まず、クラシック音楽は英語で Classical musicといいます。

これは広い意味でのクラシック音楽(Classical music)、すなわち西洋古典音楽(英語 Western classical music※)または西洋芸術音楽(Western art music) をさすときに使われる英語。
(※文中リンク 英語版wikipedia-classical music)

広い意味でのクラシック音楽とは、例えば、6世紀頃のグレゴリオ聖歌など「中世西洋音楽」における西洋芸術音楽に分類される一部の音楽から、20世紀初頭のフランスの印象主義音楽あたりをさすことがあります。

一方、せまい意味での「クラシック音楽(Classical music)」は、16世紀(1550年頃)から20世紀初頭(1900年頃)のバロック音楽(Baroque musice)、古典派音楽(Classic music)、ロマン派音楽などに当たる音楽。

Classic Music か Classical Musicか?

クラシック音楽の英語
(○)Classical Music
(×)Classic Music

ところでクラシック音楽の英語はClassic Music か Classical Musicか?

中学生英語の問題みたいですが一応おさらいしておきましょう。

まず答えから書くと「Classical Music」が一般的な英語。

和製英語ではクラシック・ミュージックとカタカナで書いたりもしますが英語でクラシック(classic)というと「~の典型」という意味もあり、クラシック音楽は「古典的」という意味の形容詞であるクラシカル(Classical)をつかうことがポイントといわれています。

ここまではクラシック音楽を英語でいうときの基本的な英単語のおさらいでした。

Classical music の Common practice period とは?

Common practice periodの使用例
https://en.wikipedia.org/wiki/Classical_music

(図表)Common practice periodの使用例

さて、この記事の本題はタイトルにも書いたように”Common practice period”という英語について。
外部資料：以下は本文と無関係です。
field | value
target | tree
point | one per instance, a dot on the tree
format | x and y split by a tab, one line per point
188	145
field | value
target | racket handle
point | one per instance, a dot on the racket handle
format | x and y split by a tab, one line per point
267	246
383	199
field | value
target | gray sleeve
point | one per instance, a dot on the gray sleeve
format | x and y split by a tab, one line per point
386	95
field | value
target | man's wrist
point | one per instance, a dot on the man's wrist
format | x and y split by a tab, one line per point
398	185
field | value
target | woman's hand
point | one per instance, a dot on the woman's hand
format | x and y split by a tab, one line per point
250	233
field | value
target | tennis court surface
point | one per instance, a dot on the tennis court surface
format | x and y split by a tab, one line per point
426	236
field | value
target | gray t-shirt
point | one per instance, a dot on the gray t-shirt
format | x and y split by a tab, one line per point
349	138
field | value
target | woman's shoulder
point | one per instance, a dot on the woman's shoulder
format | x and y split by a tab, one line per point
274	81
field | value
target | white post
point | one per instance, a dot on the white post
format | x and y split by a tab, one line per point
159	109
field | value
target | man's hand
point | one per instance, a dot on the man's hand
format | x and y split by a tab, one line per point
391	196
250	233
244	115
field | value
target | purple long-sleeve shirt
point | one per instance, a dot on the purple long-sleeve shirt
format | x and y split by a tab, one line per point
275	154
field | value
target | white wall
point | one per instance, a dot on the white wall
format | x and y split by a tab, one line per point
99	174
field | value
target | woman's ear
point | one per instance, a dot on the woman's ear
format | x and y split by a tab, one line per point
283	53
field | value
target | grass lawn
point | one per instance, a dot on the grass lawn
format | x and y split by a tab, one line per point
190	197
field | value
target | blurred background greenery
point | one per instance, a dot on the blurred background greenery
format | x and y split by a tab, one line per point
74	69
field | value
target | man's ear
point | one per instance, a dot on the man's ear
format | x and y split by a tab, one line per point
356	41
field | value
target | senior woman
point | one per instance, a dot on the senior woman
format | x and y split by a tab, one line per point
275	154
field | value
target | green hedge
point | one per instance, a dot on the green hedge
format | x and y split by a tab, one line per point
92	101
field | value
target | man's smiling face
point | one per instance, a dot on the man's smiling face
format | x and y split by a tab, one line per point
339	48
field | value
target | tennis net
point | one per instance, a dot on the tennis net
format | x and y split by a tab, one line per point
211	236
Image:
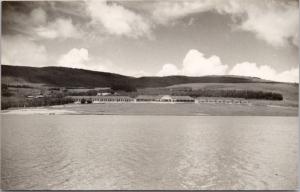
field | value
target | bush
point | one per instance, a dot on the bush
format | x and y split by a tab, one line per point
82	101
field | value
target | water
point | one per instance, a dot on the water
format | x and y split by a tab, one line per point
148	152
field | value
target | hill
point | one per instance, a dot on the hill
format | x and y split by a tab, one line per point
69	77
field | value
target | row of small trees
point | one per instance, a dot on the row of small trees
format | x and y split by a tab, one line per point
246	94
38	102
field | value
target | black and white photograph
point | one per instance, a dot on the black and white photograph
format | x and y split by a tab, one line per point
149	95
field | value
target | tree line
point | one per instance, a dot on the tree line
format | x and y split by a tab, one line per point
37	102
246	94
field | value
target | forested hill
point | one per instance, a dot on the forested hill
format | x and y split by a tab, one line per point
69	77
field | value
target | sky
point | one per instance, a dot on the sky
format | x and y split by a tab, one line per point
257	38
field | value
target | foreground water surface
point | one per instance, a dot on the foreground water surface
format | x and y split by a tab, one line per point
148	152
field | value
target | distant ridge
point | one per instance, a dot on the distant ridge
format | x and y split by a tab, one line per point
70	77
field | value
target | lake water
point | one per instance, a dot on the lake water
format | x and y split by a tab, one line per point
148	152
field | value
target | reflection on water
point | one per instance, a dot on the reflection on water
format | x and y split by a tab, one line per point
148	152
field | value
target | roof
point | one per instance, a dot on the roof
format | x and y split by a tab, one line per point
157	97
182	97
222	98
150	97
101	97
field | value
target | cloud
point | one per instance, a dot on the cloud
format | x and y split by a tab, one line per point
60	28
195	64
20	50
169	69
166	11
37	25
117	20
265	72
276	22
38	16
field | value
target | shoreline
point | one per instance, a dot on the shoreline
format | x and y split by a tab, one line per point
156	109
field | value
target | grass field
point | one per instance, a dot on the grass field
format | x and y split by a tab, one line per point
289	91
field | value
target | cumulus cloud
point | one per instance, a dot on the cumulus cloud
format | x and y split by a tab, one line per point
276	22
265	72
169	69
19	50
195	64
117	20
63	28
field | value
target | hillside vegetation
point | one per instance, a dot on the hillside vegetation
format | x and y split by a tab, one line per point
68	77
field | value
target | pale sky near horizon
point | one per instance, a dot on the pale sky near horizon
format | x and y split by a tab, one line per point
156	38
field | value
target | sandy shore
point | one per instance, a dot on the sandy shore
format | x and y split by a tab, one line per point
188	109
42	111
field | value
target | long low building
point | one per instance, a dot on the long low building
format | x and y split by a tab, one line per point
101	99
164	98
224	100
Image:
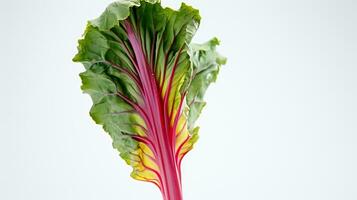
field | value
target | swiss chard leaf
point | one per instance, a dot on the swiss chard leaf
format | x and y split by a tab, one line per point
147	83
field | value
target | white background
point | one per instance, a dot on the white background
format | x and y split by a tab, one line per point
280	124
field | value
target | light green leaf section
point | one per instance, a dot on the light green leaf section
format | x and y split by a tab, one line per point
206	63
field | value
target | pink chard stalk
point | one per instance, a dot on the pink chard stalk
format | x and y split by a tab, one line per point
147	82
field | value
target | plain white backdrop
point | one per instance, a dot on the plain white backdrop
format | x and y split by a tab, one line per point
280	123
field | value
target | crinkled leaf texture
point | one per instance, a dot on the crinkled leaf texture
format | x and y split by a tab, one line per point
147	83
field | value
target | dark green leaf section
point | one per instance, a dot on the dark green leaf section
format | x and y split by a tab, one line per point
206	63
117	116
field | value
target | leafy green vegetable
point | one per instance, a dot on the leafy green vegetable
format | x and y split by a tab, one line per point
147	82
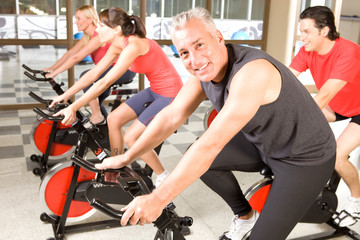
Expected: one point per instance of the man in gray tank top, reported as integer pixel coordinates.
(265, 117)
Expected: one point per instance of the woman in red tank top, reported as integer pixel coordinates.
(134, 51)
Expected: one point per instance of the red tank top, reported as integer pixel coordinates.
(342, 62)
(158, 69)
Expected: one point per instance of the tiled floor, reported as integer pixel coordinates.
(19, 189)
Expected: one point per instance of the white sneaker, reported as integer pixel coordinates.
(350, 214)
(240, 229)
(161, 177)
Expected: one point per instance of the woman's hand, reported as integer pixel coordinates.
(69, 114)
(112, 163)
(115, 162)
(50, 73)
(57, 99)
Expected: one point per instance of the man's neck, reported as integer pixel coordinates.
(326, 47)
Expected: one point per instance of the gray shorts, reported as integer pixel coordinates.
(140, 104)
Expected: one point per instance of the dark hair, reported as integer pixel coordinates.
(130, 25)
(322, 16)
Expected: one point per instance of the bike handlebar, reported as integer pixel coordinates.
(39, 99)
(34, 72)
(47, 116)
(105, 208)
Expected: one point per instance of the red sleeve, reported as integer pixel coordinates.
(299, 62)
(346, 66)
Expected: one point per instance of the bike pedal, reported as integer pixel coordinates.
(339, 217)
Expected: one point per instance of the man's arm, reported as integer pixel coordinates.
(245, 98)
(328, 92)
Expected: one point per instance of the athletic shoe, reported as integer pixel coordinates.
(240, 229)
(161, 177)
(350, 214)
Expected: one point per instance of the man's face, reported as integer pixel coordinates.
(202, 53)
(311, 36)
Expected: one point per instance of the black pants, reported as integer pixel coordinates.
(128, 75)
(293, 191)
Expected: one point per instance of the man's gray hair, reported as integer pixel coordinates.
(180, 20)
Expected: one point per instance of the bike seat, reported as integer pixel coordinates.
(266, 171)
(123, 83)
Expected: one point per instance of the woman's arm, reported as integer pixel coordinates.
(165, 123)
(76, 56)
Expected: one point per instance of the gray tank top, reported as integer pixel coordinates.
(292, 128)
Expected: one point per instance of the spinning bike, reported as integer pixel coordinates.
(54, 141)
(323, 209)
(70, 190)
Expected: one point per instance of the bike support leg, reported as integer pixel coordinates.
(336, 232)
(59, 227)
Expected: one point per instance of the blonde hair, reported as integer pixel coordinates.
(201, 14)
(90, 13)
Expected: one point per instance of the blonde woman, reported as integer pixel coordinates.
(86, 21)
(136, 52)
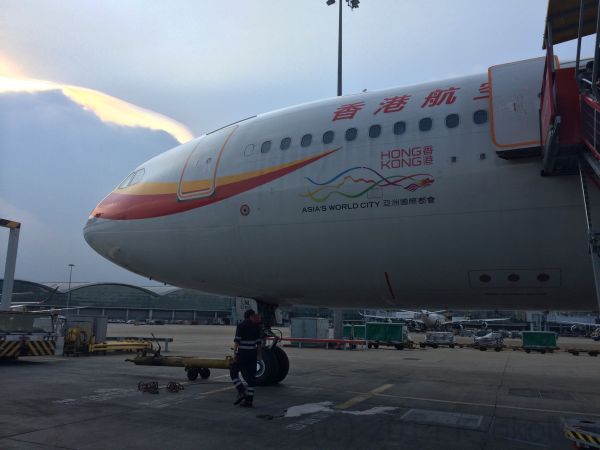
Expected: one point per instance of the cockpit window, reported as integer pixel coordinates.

まず、結論からいうと、この英語の意味は、16世紀頃から20世紀初頭までの時期の西洋クラシック音楽(狭義の「クラシック音楽」)をさす米語だそうです。

「この時期、音楽の基準と体系。当時の音楽の実践、概念、言語によってつくられた」ことから”Common Practice Period”とよばれています。

The Common Practice Period was a period of classical music in Western Europe, which spanned 3 centuries from approximately 1600 to 1910. In this period, standards and systems of music were created by the musical practices, concepts, and language of the time.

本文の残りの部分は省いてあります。